OpenAI killed Sora less than six months after launching it. The official explanation was a reset. The real story is that nobody was using it and it cost $1 million per day to run.
According to the Wall Street Journal investigation published March 29, 2026, Sora's worldwide user count peaked at roughly one million after launch — then collapsed to fewer than 500,000 within weeks. Breitbart confirmed the same trajectory using Similarweb data. The download numbers tell the same story in a different language: Appfigures Intelligence data cited by Ars Technica shows Sora peaked at 3.3 million downloads in November 2025 across iOS and Google Play, falling to 1.1 million by February 2026. Across that entire download span — 11.7 million installs — the product grossed approximately $2.14 million in revenue. That is the math that made the decision easy.

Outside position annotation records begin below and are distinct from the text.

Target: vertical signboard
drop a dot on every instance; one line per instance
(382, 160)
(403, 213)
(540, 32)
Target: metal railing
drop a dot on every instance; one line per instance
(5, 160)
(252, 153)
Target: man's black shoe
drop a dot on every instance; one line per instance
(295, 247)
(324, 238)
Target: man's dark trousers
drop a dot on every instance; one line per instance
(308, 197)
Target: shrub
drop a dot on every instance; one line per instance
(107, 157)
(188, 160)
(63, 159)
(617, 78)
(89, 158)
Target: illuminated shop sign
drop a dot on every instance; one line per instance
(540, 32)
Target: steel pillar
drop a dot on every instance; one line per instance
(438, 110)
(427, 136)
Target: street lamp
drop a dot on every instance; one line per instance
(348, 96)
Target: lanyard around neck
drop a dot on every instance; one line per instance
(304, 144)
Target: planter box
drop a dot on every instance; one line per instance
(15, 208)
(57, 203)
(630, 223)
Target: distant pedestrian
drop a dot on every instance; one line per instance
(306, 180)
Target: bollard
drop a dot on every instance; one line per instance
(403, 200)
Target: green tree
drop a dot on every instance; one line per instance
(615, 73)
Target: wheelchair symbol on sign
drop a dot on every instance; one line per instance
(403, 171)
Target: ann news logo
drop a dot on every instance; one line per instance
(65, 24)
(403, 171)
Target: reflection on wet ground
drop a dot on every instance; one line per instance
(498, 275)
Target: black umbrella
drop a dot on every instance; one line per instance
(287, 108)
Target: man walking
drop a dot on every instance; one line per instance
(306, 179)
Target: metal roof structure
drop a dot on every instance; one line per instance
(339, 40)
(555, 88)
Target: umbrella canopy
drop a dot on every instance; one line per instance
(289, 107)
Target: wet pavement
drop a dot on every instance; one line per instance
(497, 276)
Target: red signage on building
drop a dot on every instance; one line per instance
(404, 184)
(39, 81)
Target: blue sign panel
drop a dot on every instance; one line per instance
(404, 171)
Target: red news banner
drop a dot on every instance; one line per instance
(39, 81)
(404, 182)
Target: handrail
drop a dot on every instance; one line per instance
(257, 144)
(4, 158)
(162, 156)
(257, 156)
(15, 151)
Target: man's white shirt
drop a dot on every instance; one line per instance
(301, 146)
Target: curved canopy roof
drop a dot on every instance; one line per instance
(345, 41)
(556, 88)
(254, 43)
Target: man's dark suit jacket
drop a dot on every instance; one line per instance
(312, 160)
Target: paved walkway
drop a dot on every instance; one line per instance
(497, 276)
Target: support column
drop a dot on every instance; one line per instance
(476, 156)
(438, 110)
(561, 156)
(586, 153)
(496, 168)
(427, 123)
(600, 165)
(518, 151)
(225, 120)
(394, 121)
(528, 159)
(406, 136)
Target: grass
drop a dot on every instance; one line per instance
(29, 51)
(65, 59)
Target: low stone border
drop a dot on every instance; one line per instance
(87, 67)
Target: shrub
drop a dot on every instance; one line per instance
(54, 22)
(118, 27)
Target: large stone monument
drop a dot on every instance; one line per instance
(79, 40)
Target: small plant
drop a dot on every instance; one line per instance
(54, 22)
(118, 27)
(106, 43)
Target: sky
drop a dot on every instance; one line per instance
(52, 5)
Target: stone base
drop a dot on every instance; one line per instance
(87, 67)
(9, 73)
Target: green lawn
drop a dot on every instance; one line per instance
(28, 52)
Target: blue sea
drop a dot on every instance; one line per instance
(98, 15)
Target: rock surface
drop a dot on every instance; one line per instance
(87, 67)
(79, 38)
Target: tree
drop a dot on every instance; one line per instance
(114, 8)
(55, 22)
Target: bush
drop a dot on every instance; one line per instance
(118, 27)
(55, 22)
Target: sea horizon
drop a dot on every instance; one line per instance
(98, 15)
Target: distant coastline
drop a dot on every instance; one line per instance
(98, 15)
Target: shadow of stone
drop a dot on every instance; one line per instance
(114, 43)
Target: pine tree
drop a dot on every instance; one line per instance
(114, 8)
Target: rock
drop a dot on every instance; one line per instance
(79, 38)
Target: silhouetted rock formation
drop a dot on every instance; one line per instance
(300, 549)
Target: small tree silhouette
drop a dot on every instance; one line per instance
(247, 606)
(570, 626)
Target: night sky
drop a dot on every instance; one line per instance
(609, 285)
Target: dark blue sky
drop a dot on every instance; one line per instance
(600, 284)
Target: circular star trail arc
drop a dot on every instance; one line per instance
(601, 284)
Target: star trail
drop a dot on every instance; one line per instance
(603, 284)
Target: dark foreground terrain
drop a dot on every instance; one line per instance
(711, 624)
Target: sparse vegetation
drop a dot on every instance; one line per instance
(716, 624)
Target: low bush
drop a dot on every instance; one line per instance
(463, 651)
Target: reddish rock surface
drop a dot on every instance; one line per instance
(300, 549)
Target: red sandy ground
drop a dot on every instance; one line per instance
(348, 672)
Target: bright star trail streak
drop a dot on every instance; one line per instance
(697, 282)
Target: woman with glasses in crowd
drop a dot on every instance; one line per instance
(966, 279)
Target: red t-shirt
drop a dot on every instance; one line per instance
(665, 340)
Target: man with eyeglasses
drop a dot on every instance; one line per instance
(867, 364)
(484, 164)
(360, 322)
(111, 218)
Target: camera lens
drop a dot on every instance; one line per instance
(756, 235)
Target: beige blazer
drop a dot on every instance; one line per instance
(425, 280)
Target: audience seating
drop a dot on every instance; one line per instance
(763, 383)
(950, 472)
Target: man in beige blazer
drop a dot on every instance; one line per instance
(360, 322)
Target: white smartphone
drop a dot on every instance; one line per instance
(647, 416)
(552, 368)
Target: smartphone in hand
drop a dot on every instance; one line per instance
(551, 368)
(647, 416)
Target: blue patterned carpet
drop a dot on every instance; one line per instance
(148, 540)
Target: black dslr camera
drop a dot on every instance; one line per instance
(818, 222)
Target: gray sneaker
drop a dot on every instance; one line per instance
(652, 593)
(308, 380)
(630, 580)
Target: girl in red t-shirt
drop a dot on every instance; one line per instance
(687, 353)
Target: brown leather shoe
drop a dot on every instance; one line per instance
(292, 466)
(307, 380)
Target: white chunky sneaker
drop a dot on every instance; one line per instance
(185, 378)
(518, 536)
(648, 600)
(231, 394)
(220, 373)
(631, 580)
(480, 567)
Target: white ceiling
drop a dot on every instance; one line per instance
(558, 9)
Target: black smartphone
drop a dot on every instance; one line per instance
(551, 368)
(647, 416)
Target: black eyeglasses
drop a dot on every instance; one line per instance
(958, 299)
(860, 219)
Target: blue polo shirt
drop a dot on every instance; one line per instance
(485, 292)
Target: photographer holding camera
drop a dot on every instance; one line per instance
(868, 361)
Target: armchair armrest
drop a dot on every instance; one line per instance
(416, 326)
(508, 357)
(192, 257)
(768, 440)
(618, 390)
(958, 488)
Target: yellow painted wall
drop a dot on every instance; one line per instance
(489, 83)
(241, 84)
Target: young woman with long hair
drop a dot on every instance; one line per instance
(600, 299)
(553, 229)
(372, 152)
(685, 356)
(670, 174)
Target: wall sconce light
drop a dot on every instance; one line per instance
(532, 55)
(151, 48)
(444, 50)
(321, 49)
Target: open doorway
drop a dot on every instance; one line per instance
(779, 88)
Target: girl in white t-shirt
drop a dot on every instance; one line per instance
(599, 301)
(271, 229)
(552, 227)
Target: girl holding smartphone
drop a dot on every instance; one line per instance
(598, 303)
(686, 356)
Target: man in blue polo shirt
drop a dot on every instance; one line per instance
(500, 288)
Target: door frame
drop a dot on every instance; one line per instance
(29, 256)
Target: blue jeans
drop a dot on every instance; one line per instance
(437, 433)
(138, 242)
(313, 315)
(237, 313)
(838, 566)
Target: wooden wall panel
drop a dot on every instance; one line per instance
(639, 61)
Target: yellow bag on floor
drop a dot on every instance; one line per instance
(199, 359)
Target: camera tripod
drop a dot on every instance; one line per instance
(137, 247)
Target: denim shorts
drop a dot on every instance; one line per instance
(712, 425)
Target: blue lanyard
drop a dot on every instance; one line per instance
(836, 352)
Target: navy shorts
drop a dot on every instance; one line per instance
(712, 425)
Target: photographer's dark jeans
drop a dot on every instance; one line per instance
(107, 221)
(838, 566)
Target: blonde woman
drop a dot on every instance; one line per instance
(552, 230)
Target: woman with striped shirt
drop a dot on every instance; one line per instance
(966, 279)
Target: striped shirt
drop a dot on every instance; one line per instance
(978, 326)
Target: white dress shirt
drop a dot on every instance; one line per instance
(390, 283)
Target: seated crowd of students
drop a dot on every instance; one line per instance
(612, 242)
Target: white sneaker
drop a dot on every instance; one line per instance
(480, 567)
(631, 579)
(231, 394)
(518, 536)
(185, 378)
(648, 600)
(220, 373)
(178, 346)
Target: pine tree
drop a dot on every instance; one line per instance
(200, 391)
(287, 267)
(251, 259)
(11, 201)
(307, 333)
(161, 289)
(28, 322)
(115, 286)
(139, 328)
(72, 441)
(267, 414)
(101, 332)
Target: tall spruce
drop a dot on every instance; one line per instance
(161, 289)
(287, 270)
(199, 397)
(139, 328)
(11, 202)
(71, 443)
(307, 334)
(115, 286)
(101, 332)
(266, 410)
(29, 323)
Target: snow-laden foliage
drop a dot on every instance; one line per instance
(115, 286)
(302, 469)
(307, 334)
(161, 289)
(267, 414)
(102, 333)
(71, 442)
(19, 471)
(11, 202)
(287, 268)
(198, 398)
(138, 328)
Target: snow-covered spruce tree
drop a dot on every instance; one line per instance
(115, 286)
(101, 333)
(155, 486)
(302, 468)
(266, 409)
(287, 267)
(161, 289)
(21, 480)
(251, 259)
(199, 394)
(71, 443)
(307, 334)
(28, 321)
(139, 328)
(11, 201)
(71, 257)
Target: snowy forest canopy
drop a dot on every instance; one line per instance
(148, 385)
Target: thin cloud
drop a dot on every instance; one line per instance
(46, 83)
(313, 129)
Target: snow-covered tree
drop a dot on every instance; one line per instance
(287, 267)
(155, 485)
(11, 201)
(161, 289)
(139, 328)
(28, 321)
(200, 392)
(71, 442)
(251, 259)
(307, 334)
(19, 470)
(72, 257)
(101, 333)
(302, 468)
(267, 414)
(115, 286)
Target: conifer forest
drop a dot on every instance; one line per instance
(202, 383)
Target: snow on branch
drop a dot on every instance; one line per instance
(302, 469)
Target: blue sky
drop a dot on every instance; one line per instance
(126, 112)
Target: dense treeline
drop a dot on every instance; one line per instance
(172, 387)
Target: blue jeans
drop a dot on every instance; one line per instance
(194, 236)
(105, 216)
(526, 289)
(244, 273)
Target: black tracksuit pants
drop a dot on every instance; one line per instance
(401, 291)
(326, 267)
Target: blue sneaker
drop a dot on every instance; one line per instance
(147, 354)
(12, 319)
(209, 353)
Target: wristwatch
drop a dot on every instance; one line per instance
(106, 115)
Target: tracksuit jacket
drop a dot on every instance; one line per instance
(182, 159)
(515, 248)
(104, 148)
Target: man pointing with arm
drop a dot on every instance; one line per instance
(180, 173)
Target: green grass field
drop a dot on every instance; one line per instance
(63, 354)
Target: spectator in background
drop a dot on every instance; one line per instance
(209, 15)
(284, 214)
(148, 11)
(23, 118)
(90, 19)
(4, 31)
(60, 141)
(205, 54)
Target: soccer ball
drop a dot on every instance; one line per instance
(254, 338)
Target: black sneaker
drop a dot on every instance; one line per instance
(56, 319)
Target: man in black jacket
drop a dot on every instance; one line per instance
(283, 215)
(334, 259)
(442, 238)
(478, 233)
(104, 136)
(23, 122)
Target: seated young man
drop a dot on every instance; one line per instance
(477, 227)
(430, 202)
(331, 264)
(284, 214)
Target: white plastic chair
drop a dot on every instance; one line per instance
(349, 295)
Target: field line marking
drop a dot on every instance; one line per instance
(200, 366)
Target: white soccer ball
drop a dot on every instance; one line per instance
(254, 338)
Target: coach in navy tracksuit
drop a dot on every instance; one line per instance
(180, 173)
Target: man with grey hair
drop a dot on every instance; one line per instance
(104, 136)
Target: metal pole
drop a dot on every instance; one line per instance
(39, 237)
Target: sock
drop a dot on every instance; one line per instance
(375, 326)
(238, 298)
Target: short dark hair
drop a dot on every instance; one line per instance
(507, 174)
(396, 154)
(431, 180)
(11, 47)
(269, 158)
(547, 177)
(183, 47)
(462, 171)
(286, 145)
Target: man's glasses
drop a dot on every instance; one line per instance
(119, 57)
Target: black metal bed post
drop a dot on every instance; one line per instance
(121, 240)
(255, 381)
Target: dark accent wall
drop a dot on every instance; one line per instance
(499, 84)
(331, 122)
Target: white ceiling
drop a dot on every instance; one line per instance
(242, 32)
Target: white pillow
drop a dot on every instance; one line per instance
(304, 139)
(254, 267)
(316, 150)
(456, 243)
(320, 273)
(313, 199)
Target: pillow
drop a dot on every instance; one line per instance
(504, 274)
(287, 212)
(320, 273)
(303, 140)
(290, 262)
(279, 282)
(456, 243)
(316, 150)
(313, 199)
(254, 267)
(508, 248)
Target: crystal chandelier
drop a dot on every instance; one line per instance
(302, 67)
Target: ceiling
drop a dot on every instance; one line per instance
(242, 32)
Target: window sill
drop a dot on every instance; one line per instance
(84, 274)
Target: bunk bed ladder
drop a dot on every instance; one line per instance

Disney, which had committed $1 billion to a partnership structured around Sora, learned the product was being terminated less than one hour before the public announcement, the Journal reported. Reuters confirmed that the $1 billion transaction never closed and no money changed hands. Bob Iger had bet on Sora as a content creation engine for Disney's platforms — a bet that OpenAI cancelled before it delivered anything. Sam Altman made the call himself, sources told the Journal: kill Sora, free up the chips, refocus.
The Vanity Fair Oscar party is where the decision crystallized. Altman pulled the plug at that event, according to people familiar with the matter, ending Hollywood ambitions that had included Marvel and Pixar cleared for Sora-generated content. The deal was dead. The compute was reallocated.
But the Sora shutdown was not an isolated misfire. It was the most visible fracture in a broader unraveling of OpenAI's commercial partnerships. According to Slate, Nvidia — which had agreed in September to provide OpenAI with a significant allocation of its AI chips — stated this month it would likely not go forward with those plans. OpenAI was also pulling back on a planned 600-megawatt data center expansion with Oracle and SoftBank in Abilene, Texas. Walmart, which had agreed to integrate ChatGPT into its online shopping pilot the previous October, ditched the experiment last week after the model consistently failed to improve store sales. Figure AI, which had been collaborating with OpenAI on humanoid robotics, cut off those efforts last month, preferring to use its own models instead. The same week OpenAI was shutting down Sora, Nvidia, Oracle, SoftBank, Walmart, and Figure AI were all walking away from the same company — each for their own reasons, all in the same direction.
While OpenAI was running Sora into the ground, the competitive landscape was moving without them. Anthropic was winning the engineers and enterprises that drive revenue. Claude Code — Anthropic's coding agent product — was, as one source put it to the Journal, "eating OpenAI's lunch" among software engineers and enterprise customers. The opportunity cost of keeping Sora running was not just the compute bill. It was the attention of a leadership team that should have been focused on the product race that matters.
The episode illustrates a specific problem in the AI infrastructure buildout that goes beyond OpenAI. The compute required to run consumer AI products at scale is not theoretical — it is a real budget line that competes with other real budget lines. TechCrunch reported the app was burning through roughly $1 million every day. When a product burns $1 million a day and has fewer than 500,000 users generating $2.14 million across 11.7 million downloads, the math is simple even if the optics are bad. The companies that can run frontier AI products at costs users will actually pay are the ones that will own the infrastructure layer. Everyone else is renting from them.
OpenAI is now reorganizing around products that have actual retention. Fidji Simo, OpenAI's CEO of applications, hosted an all-hands meeting this month to inform workers they would be doing away with "side quests" and optimizing OpenAI products for productivity on the business front. The question the WSJ reporting raises is not whether the Sora shutdown was right — it almost certainly was — but why it was launched at all with that cost structure and that user trajectory. A product that peaks at one million users and bleeds to half in months, generating $2.14 million across 11.7 million downloads, is not a consumer product. It is a cost center with a press release.
The broader signal for the industry: video generation at frontier quality is still not a viable consumer product at the compute costs required. The winners in this space will be the ones who solve the economics, not the ones who win benchmark races. OpenAI found that out the hard way. Nobody else should have been surprised.